After joining your Windows 10 PC to Azure AD, you can verify the registration through:
# PowerShell command to check Azure AD join status
dsregcmd /status
You'll find registered devices in the Azure portal under:
Azure Portal → Azure Active Directory → Devices → All Devices
Traditional GPOs require a domain controller, while Azure AD uses modern management approaches:
- Azure AD Join replaces domain join
- Intune/MEM replaces Group Policy
- Azure AD Conditional Access replaces some security policies
For folder redirection and drive mappings, consider these Intune configuration methods:
// Example Intune PowerShell script for drive mapping
$driveLetter = "Z:"
$networkPath = "\\fileserver\departments\hr"
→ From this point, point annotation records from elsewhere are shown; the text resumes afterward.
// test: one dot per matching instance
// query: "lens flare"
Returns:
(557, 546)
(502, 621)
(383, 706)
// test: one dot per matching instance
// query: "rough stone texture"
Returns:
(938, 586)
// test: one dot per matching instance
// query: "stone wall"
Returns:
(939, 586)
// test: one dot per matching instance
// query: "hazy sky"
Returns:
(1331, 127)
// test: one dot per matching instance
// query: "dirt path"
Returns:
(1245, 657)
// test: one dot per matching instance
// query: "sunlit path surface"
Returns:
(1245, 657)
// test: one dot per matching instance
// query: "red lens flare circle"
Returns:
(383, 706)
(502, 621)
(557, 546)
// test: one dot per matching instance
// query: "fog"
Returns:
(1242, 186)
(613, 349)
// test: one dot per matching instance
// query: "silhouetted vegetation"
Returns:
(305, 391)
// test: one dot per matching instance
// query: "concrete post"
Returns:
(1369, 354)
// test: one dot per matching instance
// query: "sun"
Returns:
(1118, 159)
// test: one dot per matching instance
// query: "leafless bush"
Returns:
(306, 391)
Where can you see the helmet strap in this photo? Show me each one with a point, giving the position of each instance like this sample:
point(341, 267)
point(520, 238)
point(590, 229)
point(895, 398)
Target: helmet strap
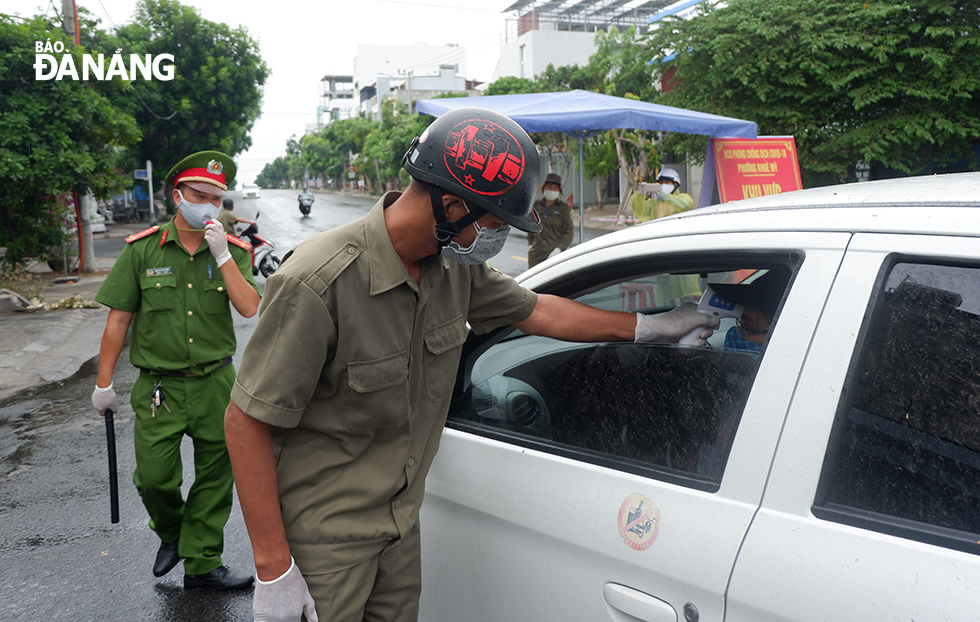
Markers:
point(445, 230)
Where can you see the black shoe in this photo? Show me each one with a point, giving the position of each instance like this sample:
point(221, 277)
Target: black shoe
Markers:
point(221, 578)
point(167, 558)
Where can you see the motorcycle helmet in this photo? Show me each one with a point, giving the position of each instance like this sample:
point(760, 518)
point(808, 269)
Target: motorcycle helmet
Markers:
point(483, 157)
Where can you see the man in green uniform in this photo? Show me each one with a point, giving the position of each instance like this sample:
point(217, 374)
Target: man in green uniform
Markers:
point(173, 285)
point(345, 384)
point(556, 222)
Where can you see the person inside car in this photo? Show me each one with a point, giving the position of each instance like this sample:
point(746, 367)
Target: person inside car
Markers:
point(760, 299)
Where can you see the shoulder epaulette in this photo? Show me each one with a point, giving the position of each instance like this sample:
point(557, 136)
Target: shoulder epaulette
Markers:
point(142, 234)
point(238, 241)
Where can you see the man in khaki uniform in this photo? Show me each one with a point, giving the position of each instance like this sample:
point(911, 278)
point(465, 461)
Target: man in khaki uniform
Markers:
point(173, 284)
point(556, 222)
point(345, 384)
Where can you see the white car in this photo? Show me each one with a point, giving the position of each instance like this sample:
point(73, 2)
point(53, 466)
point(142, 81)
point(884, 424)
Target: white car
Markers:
point(833, 475)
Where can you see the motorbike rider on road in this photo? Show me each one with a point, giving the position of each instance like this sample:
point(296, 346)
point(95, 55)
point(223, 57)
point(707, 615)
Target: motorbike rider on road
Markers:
point(306, 199)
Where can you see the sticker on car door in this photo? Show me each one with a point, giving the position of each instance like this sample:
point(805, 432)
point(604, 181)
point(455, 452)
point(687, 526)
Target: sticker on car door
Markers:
point(639, 522)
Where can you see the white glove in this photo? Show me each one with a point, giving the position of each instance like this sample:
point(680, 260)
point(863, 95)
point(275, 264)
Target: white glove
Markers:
point(103, 399)
point(671, 326)
point(214, 233)
point(283, 599)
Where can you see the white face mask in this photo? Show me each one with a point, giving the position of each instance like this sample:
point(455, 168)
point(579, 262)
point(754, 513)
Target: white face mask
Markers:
point(487, 243)
point(196, 214)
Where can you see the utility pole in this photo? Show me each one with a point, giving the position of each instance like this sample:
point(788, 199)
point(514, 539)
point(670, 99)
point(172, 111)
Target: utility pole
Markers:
point(86, 257)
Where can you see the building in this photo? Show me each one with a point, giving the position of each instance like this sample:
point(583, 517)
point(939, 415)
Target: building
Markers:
point(561, 32)
point(337, 99)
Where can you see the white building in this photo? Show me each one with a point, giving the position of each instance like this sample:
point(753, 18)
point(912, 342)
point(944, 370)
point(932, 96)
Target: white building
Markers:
point(561, 32)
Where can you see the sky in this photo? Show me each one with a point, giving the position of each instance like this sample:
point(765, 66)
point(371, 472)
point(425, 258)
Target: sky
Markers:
point(303, 40)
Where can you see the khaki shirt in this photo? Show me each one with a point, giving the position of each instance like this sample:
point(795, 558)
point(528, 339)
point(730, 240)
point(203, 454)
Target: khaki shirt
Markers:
point(182, 317)
point(354, 364)
point(556, 226)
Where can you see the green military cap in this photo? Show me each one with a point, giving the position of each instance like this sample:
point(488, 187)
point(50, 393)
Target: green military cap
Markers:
point(205, 171)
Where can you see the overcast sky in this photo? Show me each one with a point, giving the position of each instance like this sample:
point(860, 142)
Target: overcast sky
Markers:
point(303, 40)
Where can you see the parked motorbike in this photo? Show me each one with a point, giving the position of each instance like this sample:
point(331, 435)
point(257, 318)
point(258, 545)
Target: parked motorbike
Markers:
point(305, 202)
point(264, 259)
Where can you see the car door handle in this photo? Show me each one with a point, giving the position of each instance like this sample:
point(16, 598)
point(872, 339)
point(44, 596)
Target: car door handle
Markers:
point(626, 605)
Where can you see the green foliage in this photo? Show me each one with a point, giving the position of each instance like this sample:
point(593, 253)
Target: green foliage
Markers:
point(215, 96)
point(55, 135)
point(892, 82)
point(509, 85)
point(273, 174)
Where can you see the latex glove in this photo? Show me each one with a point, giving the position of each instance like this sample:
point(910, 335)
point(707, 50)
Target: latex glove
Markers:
point(214, 234)
point(671, 326)
point(283, 599)
point(103, 399)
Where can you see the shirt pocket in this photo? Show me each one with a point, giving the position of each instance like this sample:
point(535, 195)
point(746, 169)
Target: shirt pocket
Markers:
point(377, 393)
point(159, 293)
point(443, 343)
point(215, 297)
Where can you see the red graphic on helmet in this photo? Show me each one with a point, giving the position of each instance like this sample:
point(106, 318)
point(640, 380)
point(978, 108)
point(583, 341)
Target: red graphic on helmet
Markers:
point(484, 157)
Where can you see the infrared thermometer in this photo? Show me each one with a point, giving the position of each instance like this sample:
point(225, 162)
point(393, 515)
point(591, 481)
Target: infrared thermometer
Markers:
point(712, 304)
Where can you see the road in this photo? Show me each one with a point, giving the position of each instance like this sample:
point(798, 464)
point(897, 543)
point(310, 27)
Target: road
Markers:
point(60, 557)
$registryPath = "HKLM:\SOFTWARE\Microsoft\Windows\CurrentVersion\Policies\Explorer"
New-ItemProperty -Path $registryPath -Name $driveLetter -Value $networkPath -PropertyType String -Force
Use Intune's Settings Catalog to configure privacy settings:
- Create new Configuration Profile
- Select "Settings catalog" as profile type
- Search for and configure specific privacy settings
If you need traditional GPOs with Azure AD auth:
# Hybrid Azure AD join prerequisites
1. Azure AD Connect configured
2. Device writeback enabled
3. Organizational Unit configured for computer objects
For Windows 10 privacy configuration:
{
"deviceConfiguration": {
"@odata.type": "#microsoft.graph.windows10GeneralConfiguration",
"privacyAdvertisingId": "disabled",
"privacyAutoAcceptPairingAndConsentPrompts": "enabled",
"startMenuHideRecentJumpLists": true,
"startMenuHideRecentlyAddedApps": true
}
}
Remember that full GPO parity isn't available in Azure AD alone - Intune or third-party solutions fill this gap for cloud-managed devices.
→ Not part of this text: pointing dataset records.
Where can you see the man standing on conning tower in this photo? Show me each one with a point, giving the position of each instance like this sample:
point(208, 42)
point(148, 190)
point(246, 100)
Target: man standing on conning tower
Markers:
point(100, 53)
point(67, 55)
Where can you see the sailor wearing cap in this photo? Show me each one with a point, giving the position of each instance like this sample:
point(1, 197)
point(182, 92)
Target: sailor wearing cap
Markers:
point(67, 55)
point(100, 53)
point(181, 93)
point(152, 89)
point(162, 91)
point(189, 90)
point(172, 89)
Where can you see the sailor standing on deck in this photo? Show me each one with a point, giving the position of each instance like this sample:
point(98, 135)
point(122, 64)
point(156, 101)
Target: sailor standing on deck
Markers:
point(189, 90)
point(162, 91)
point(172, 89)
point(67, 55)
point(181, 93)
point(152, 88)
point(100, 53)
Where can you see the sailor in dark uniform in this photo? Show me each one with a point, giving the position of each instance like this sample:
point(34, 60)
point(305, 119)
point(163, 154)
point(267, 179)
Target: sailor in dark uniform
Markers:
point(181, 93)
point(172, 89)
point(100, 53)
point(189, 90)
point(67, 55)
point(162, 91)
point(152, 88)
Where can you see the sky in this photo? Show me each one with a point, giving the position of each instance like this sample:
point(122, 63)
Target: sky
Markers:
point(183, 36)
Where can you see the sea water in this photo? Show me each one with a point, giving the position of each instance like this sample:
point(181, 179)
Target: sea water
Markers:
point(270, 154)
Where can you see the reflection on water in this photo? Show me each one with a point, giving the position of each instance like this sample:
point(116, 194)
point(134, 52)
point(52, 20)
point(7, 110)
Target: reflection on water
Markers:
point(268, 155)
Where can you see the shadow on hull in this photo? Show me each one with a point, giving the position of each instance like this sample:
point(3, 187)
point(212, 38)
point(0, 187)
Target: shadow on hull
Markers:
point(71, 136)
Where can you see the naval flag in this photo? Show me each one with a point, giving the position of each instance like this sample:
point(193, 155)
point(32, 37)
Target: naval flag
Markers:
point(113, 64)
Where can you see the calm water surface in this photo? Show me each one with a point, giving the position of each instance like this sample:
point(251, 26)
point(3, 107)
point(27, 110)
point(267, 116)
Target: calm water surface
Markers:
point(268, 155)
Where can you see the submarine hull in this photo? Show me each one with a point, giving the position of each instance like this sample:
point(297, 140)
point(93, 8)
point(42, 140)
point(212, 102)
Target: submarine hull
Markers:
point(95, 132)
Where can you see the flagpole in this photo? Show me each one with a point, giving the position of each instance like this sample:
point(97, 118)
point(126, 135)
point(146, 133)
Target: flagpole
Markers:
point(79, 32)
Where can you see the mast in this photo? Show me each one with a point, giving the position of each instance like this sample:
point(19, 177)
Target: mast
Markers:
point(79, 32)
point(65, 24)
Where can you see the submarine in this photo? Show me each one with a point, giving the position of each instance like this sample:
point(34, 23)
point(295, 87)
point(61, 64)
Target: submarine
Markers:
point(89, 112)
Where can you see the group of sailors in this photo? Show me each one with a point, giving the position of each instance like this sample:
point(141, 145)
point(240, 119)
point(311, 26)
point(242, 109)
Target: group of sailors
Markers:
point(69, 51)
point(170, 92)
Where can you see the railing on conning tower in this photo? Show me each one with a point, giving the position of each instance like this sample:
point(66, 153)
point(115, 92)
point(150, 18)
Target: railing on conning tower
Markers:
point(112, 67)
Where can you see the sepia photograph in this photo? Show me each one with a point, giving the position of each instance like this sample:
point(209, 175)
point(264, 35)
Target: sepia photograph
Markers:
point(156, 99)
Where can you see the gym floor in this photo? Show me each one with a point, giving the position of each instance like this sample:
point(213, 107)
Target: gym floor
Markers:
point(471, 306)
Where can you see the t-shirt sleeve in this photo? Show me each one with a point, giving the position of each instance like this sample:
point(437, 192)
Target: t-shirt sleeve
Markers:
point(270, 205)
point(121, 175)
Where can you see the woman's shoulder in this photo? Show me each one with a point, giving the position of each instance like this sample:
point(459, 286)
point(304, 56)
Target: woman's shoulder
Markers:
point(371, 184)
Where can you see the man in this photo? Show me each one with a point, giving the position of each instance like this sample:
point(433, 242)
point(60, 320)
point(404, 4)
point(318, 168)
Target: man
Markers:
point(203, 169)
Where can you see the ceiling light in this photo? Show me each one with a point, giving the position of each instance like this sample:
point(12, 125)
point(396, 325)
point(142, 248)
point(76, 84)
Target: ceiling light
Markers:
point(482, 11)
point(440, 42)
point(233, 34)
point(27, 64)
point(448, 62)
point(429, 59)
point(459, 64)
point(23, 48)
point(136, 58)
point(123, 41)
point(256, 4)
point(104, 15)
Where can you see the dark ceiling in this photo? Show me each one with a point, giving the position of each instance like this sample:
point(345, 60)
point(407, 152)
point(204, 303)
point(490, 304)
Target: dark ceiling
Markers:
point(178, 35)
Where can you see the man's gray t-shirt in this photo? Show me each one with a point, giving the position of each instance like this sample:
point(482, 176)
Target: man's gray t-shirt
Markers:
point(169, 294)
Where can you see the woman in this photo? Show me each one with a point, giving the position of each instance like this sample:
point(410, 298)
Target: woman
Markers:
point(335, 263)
When shifting from traditional Active Directory to Azure AD, one key difference is the absence of native Group Policy Object (GPO) management. Azure AD operates on a cloud-first model with modern MDM approaches, which requires adapting your administration strategy.
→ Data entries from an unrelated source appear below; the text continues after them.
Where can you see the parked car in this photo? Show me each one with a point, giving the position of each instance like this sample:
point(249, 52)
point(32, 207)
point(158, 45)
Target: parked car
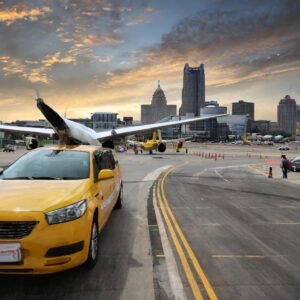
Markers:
point(54, 203)
point(9, 148)
point(296, 164)
point(284, 147)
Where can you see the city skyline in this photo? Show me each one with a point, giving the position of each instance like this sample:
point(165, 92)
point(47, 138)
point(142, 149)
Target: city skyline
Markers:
point(87, 56)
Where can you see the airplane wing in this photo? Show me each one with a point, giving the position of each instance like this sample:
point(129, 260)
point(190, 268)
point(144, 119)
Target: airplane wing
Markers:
point(37, 130)
point(119, 132)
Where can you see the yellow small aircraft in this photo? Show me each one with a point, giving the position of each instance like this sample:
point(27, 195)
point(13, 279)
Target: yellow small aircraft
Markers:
point(245, 141)
point(158, 145)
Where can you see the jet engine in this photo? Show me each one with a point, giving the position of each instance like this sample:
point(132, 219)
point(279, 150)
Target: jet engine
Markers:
point(31, 143)
point(161, 147)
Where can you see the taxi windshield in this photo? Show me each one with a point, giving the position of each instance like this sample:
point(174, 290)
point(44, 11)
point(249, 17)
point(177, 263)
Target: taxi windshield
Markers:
point(50, 165)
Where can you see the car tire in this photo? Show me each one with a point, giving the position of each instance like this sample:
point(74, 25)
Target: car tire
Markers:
point(119, 202)
point(94, 245)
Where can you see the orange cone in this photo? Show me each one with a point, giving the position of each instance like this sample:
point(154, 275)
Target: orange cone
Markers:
point(270, 175)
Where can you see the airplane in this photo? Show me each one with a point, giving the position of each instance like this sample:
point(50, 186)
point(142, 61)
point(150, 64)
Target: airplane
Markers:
point(245, 140)
point(72, 133)
point(157, 145)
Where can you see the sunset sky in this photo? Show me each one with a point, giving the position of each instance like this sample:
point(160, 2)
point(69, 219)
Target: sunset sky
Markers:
point(101, 55)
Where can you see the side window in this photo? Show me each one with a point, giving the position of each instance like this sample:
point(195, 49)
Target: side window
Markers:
point(97, 163)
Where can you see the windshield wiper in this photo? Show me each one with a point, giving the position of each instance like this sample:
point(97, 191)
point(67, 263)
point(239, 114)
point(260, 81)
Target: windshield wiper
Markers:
point(18, 178)
point(46, 178)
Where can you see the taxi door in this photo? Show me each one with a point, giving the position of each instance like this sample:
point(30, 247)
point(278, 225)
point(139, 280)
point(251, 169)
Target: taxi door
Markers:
point(103, 188)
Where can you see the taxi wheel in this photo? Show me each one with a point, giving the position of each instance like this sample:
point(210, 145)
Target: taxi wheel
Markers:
point(94, 245)
point(118, 204)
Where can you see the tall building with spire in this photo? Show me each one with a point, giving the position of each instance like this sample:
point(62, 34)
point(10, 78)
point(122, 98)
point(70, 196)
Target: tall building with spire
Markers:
point(193, 91)
point(287, 115)
point(158, 109)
To view your test Windows 10 PC in Azure AD:
- Navigate to Azure Portal (portal.azure.com)
- Go to Azure Active Directory → Devices → All devices
- Filter by Join type = Azure AD joined
You should see your test machine listed with details like OS version and join date.
For traditional GPO settings in Azure AD environments:
Option 1: Azure AD Device Settings
Basic policies can be configured at:
Azure AD → Devices → Device settings
Example settings available:
// PowerShell to check device registration status
Get-MsolDevice -All | Where-Object {$_.DeviceTrustType -eq "AzureADJoined"}
Option 2: Microsoft Intune (Recommended)
The complete solution for policy management requires Intune:
- Create configuration profiles in Endpoint Manager
- Target devices using Azure AD groups
- Deploy settings equivalent to traditional GPOs
Sample JSON for OneDrive folder redirection (modern equivalent of GPO):
{
"@odata.type": "#microsoft.graph.onenoteResource",
"target": {
"knownFolderId": "documents",
"targetPath": "/OneDrive/Documents"
}
}
For persistent drive mappings without traditional GPOs:
// PowerShell script deployed via Intune
$driveLetter = "Z:"
$path = "\\contoso.file.core.windows.net\share"
$registryPath = "HKLM:\SOFTWARE\Microsoft\Windows\CurrentVersion\Run"
Set-ItemProperty -Path $registryPath -Name "MapNetworkDrive" -Value "net use $driveLetter $path /persistent:yes"
Create a custom Intune configuration profile using OMA-URI settings:
./Device/Vendor/MSFT/Policy/Config/Privacy/LetAppsAccessLocation
Value: 1 (Force deny)
For hybrid scenarios where some GPOs must remain, consider:
- Azure AD Connect for hybrid identity
- Group Policy Analytics in Intune to convert GPOs
Remember that Azure AD device management represents a paradigm shift - focus on cloud-native solutions rather than trying to replicate exact on-prem behaviors.